SCI survivors frequently struggle with maintaining an active lifestyle—especially immediately after their injury. Being restricted to a bed or wheelchair may lead to a more sedentary lifestyle. This, in turn, can lead to the development of sores, circulatory issues, and muscle atrophy. Engaging in physical therapy and maintaining a more active lifestyle can help improve an SCI survivor’s overall health and wellness.
Sexual dysfunction is extremely common among SCI survivors. Men may have difficulty achieving an erection while women may not be able to achieve lubrication. However, this does not necessarily preclude a healthy sex life.
For men, the use of certain medications, penile vibrators, and other assistive tools can help with erectile dysfunction. For women, exploring the use of other erogenous zones, foreplay, and lubricants can help supplement a loss of sensation in the sexual organs.
It can also help to consult with a urologist or fertility specialist to address issues with sexual function or fertility.
Incomplete SCIs can often cause abnormal sensations of pain. This is often from overused muscles, pressure sores, or partially damaged nerve connections. Depending on the cause of the pain, doctors may prescribe pain medications, physical therapy regimens, or some medical devices to help patients manage or reduce their pain.
A sudden loss of freedom of movement and ability can easily lead to depression for many SCI survivors.

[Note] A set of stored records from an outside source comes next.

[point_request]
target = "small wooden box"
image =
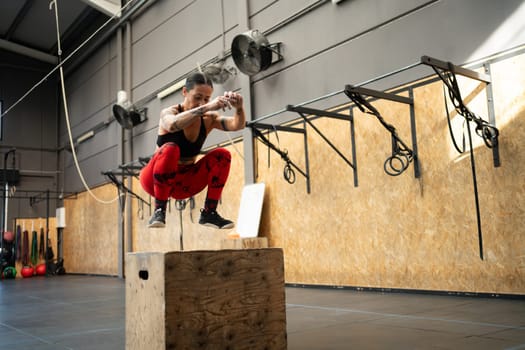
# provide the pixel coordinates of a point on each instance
(222, 299)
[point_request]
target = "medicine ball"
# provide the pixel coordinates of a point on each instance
(27, 271)
(41, 269)
(9, 272)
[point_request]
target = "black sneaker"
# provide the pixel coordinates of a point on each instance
(158, 219)
(213, 219)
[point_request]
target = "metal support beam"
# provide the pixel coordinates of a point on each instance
(108, 7)
(379, 94)
(27, 51)
(429, 61)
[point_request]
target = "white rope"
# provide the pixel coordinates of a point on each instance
(65, 59)
(66, 112)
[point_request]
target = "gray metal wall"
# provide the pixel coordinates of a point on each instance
(31, 129)
(325, 46)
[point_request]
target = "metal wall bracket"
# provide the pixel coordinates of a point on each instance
(355, 94)
(304, 112)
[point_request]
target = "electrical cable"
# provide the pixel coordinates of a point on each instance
(61, 62)
(66, 113)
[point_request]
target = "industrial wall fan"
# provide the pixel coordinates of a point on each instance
(125, 112)
(252, 53)
(219, 73)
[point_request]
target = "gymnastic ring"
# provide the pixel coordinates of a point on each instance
(389, 167)
(489, 135)
(289, 174)
(180, 204)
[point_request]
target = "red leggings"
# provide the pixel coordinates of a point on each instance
(163, 177)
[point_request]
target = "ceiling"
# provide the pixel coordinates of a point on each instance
(28, 27)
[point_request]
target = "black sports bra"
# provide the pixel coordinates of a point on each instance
(187, 149)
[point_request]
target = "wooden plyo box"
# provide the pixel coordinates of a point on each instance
(221, 299)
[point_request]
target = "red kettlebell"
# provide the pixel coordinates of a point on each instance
(27, 271)
(41, 269)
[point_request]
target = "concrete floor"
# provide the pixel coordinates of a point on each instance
(87, 312)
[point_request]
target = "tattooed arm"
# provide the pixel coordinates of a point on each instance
(172, 120)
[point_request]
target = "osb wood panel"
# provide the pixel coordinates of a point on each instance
(91, 233)
(195, 236)
(402, 232)
(390, 232)
(36, 224)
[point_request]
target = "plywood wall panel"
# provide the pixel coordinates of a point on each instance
(389, 232)
(91, 233)
(402, 232)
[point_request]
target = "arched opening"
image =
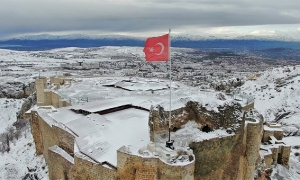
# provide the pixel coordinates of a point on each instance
(206, 129)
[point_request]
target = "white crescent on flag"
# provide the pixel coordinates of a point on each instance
(162, 48)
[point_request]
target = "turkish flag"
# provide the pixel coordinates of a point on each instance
(157, 48)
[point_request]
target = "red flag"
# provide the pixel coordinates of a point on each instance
(157, 48)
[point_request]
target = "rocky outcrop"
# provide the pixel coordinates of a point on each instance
(16, 90)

For many, the support of friends and family, and even other SCI survivors, can be a crucial tool for fighting off the effects of depression. Additionally, psychiatrists may prescribe certain medications to help stabilize an SCI survivor’s mood.

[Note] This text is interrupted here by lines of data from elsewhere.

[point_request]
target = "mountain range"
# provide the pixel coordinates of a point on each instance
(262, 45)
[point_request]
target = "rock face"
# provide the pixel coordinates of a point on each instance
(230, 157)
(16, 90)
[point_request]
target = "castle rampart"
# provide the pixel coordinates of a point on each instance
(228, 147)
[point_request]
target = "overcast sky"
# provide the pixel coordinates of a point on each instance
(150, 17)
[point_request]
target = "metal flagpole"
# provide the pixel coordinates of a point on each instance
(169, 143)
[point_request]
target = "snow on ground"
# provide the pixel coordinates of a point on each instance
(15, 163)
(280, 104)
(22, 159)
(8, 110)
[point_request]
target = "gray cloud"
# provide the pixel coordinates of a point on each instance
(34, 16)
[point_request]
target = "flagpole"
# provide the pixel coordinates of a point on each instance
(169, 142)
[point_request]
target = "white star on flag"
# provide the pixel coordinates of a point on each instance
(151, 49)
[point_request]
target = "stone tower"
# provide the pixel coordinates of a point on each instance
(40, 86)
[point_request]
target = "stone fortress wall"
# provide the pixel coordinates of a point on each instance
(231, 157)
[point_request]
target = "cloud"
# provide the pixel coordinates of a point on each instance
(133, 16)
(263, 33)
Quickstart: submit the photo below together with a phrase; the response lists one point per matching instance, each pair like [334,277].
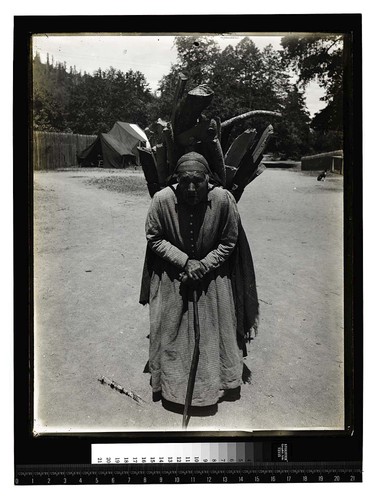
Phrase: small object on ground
[322,176]
[114,385]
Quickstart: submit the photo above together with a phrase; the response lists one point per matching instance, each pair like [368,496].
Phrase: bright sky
[152,55]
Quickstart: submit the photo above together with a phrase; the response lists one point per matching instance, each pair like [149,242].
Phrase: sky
[151,55]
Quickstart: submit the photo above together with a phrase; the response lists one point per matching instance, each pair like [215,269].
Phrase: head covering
[192,162]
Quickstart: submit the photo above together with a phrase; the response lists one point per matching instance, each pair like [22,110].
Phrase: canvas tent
[116,149]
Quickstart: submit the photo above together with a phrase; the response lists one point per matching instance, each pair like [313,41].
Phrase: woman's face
[193,186]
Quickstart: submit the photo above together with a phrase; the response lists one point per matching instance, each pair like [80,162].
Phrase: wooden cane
[194,362]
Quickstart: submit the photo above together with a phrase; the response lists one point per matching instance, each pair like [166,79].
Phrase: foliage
[87,104]
[320,57]
[242,77]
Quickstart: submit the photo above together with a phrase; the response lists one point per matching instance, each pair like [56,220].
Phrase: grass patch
[121,184]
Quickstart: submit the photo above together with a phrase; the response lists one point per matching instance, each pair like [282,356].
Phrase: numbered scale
[184,463]
[193,473]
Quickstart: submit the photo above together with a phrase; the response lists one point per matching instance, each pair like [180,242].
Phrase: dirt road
[89,249]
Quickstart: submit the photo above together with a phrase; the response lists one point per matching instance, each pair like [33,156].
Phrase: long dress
[207,232]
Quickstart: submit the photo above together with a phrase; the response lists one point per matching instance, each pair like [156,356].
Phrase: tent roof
[118,146]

Preventing spinal cord injuries requires an understanding of the risk factors that contribute to SCIs, and then taking steps to avoid or minimize those risks.

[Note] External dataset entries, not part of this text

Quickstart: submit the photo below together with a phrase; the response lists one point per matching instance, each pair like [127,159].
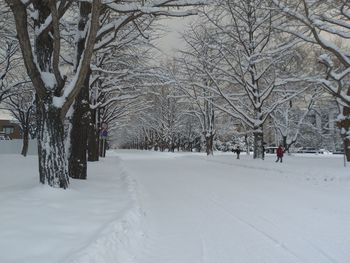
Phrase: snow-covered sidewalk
[223,210]
[93,221]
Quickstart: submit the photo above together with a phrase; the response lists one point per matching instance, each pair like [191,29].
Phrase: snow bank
[97,220]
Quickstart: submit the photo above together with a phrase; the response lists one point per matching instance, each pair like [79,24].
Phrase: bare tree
[22,106]
[326,24]
[250,54]
[39,30]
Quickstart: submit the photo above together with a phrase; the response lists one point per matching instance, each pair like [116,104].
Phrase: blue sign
[104,133]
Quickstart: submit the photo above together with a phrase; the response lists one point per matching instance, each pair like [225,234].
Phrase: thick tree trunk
[258,145]
[25,145]
[79,134]
[209,138]
[53,168]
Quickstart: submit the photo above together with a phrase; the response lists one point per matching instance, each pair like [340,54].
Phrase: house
[9,128]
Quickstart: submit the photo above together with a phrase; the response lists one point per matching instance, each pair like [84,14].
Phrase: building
[9,128]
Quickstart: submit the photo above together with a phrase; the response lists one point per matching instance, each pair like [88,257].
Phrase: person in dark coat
[238,151]
[279,152]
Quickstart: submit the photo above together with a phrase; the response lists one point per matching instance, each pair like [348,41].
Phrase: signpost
[103,136]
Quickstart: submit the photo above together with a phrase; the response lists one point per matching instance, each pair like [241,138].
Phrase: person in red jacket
[280,152]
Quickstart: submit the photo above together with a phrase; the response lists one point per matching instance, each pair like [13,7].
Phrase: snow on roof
[6,115]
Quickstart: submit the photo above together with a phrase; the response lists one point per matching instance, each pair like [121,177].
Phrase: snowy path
[220,210]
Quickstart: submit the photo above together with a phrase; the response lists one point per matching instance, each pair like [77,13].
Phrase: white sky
[171,39]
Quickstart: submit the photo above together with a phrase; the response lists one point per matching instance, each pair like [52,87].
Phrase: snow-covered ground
[223,210]
[96,220]
[183,208]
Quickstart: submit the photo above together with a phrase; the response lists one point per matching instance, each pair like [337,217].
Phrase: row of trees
[251,60]
[87,63]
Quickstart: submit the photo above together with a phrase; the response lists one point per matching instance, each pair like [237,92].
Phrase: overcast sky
[171,39]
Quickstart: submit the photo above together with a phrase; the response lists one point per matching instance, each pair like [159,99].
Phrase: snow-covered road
[219,209]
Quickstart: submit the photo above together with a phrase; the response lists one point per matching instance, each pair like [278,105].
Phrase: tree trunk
[93,139]
[79,133]
[25,145]
[53,168]
[246,140]
[258,145]
[209,143]
[344,125]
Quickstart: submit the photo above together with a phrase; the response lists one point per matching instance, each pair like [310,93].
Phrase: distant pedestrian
[263,152]
[238,151]
[279,152]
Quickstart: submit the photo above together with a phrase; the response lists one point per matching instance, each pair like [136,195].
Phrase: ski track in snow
[188,221]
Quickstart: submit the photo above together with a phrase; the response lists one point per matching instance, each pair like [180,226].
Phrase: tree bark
[53,168]
[25,145]
[93,139]
[79,134]
[344,125]
[209,138]
[258,145]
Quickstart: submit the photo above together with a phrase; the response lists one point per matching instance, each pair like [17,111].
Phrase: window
[8,130]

Since automobile accidents are the leading cause of spinal cord injuries, it is important to drive safely. Doing things like checking mirrors and blind spots before changing lanes, driving within the speed limit, and wearing a seat belt can all help to reduce the risk of suffering an SCI.
Remember, factors like speed, use of safety equipment, and direction of impact can all contribute to your risk of suffering fatal or debilitating injuries in an accident.
Diving accidents—particularly headfirst dives into shallow water—can easily lead to spinal cord injuries and even death. When preparing to dive into water, it is important to check the water’s depth first to confirm that there is enough room to dive safely.
Additionally, if jumping into water, it may be helpful to avoid diving headfirst to limit the risk of spine or head injury.
Falls can occur to anyone. For example, slip and fall incidents can happen while walking on a flat floor or people can fall off of ladders when trying to reach high objects or areas.
Preventing falls by keeping floors clear of clutter and spills, having help with keeping ladders stable, and avoiding walking on high and unstable surfaces can help to prevent falls at home or at work.
If playing a high-contact sport like football or hockey, it is important to wear appropriate safety equipment like helmets, padding, and gloves to prevent injuries. Even a low contact sport like baseball may require safety equipment like helmets to prevent injuries from getting hit with the ball.
According to the National Highway Traffic Safety Administration (NHTSA), “Every day, almost 30 people in the United States die in drunk-driving crashes.” The NHTSA also notes that 29% of motor vehicle traffic fatalities are caused by drunk drivers.
Being drunk impairs reaction speed, judgement, and physical coordination—all of which are important for safe driving. A drunk person is less likely to be able to brake quickly, maintain their lane, or to check their blind spots before switching lanes. They are more likely to run stop signs and red lights, which can cause a side-on crash (T-bone collision) that is more dangerous than even a head-on collision (many of a vehicle’s safety features are designed around head-on or rear-end impacts, not side impacts).